But here’s what you’ve told her through your actions: That’s really it. Moving in with her simply shows her that you like being with her, and that you enjoy sleeping with her on a regular basis, and you’d like to make that more convenient. And so they’ll grasp at anything that looks like love. Because if you love her, and you want to be with her forever, then you should also want to get that relationship off on the right foot.
As I speak around the country and talk to young people, one thing that really disturbs me is the cavalier attitude so many Christians have about living together before marriage. To me, that means that if you truly love her, you should be ready to commit to her. And if you’re not in a position to marry her, then don’t say, “well, we can’t get married now, but that’s not our fault. If you’re not ready to get married right now, then you’re not married. So many girls are broken inside because of what has been done to them in the past. Get yourself sorted out first, and the relationship is far more likely to succeed. But please, step outside of yourself for a moment and ask yourself this, If you really love her, you’ll be honest. There is a reason God tells us to wait for marriage. UPDATE: A commenter pointed out that I missed a huge point: how about REPENT BEFORE GOD? The reason I left it out is because that’s ALL many of these guys have heard: what you’re doing is wrong, and you need to turn away from it because it’s sin.

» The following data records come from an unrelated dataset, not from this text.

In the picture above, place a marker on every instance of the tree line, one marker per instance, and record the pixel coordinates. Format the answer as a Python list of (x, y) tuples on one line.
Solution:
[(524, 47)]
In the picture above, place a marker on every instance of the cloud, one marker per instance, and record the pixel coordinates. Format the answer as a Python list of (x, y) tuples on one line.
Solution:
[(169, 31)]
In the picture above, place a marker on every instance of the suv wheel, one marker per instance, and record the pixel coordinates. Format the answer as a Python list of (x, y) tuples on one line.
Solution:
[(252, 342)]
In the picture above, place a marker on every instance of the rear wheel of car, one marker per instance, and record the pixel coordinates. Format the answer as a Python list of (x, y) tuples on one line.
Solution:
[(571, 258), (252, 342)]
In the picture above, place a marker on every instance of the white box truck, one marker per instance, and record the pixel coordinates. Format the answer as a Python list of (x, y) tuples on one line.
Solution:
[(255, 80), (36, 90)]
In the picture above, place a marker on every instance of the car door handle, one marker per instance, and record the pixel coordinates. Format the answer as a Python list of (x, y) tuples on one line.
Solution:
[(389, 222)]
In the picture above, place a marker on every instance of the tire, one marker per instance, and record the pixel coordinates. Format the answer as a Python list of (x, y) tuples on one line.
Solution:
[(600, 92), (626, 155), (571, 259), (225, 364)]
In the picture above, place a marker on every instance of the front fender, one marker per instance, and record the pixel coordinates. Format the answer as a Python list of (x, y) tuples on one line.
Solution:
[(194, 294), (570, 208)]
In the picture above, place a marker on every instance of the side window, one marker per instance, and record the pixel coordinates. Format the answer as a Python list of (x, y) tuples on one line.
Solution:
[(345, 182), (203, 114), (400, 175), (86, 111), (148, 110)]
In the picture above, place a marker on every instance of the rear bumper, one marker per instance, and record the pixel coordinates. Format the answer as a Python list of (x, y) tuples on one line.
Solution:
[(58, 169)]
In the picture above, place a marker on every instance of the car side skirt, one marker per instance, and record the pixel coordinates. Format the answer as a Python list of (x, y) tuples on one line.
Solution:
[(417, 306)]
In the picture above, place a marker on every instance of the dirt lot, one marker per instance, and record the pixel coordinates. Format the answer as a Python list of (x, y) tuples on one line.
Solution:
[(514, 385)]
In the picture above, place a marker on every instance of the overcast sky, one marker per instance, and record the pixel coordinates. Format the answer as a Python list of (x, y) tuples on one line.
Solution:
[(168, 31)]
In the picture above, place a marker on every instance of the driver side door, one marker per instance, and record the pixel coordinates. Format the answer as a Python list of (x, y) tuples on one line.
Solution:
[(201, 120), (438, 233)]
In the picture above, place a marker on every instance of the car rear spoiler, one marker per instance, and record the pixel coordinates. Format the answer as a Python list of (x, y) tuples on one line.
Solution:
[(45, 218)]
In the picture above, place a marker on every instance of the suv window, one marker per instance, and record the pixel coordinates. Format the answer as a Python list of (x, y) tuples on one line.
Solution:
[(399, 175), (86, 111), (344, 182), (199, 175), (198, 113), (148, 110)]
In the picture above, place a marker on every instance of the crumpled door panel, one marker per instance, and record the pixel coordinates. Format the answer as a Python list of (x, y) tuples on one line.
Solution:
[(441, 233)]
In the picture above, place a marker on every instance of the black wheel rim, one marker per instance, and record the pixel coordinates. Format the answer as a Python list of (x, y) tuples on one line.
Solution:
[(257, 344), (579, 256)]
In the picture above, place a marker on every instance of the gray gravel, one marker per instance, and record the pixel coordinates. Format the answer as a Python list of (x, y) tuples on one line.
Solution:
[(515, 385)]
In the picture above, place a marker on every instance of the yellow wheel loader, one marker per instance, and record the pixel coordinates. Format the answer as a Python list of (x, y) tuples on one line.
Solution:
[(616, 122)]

And I think of a few young men that I know in various geographical areas right now who are in this type of relationship. And most girls will never really grow emotionally, and will never really mature, until they do feel safe. That you’re loved for who you are, not just for what you can give someone. So we’re married in our hearts, and we can act like we’re married anyway.” No, you can’t. Instead of just moving in with her and sleeping with her and treating her as if you’re married without actually promising her anything THROUGH YOUR ACTIONS (and not just your words), why don’t you put your energy into making yourself ready for marriage? And you know that what is best for her is if she is in a stable relationship with someone who can show that he loves her unconditionally and is prepared to look after her. You want to feel close and cement the relationship, which is why you chose to sleep together in the first place. God wants the best for us, and God wants us to experience real love, not conditional love. I completely agree, but that message hasn’t touched their hearts. But I still should have mentioned it, because it absolutely is true!
Today I’d like to write an open letter to these young Christian guys–guys who may be involved in relationships that are heading down the wrong path. When they’re safe, they can look seriously at their options and decide what to do with their careers, or with kids, or with where they want to live. You may have given her those words, and she may have eaten them up. With the way you are acting right now, you are really showing the exact opposite, no matter what she may say. But you’re not assuaging any fears; you’re just clinging to the relationship without building it up.
It is not that I think the girls have no part to play in the destructive relationship that they’ve developed, or that the girls shouldn’t make better choices. But when they’re not entirely safe, their emotional energy is spent trying to get safe. If you truly love her, you will love her like a man does. Can you imagine what a transformational thing it would be in her life if you were to say to her, I love you so much. I’m going to not demand that you fulfill my sexual needs, but I’m going to wait for that until we’re both more mature and ready to handle it She may not take that well, because she’s likely afraid, at heart, that if she stops sleeping with you she’ll lose the hold she has over you. But honestly, if you keep with her over the next few months, spending time with her, talking with her, showing her that you’re interested in HER and not just her body, you’ll see a change in her.
Even though Paul spoke this to the Corinthians in regards to eating, this verse can also shed light upon the question of vacationing with an unmarried person of the opposite sex.
Paul seems to be saying in one breath, “Do anything you want, it is okay,” yet in another, “That may not be such a good idea.” Our initial belief or opinion often dictates which statement we put more emphasis on.
A younger (or less mature) person may receive this counsel, focus on the former part, and use it to justify their actions.
I’ve written to girls many times before about not sleeping together before they’re married, too. In fact, I love you so much that I am going to treat you like a lady.
I would simply like to say something to the guys, because in several specific cases I’m thinking about, the guys are the stronger Christians, yet they’re still choosing to cohabitate. And if you REALLY loved your girlfriend, then perhaps you’d consider these things: She’s still young.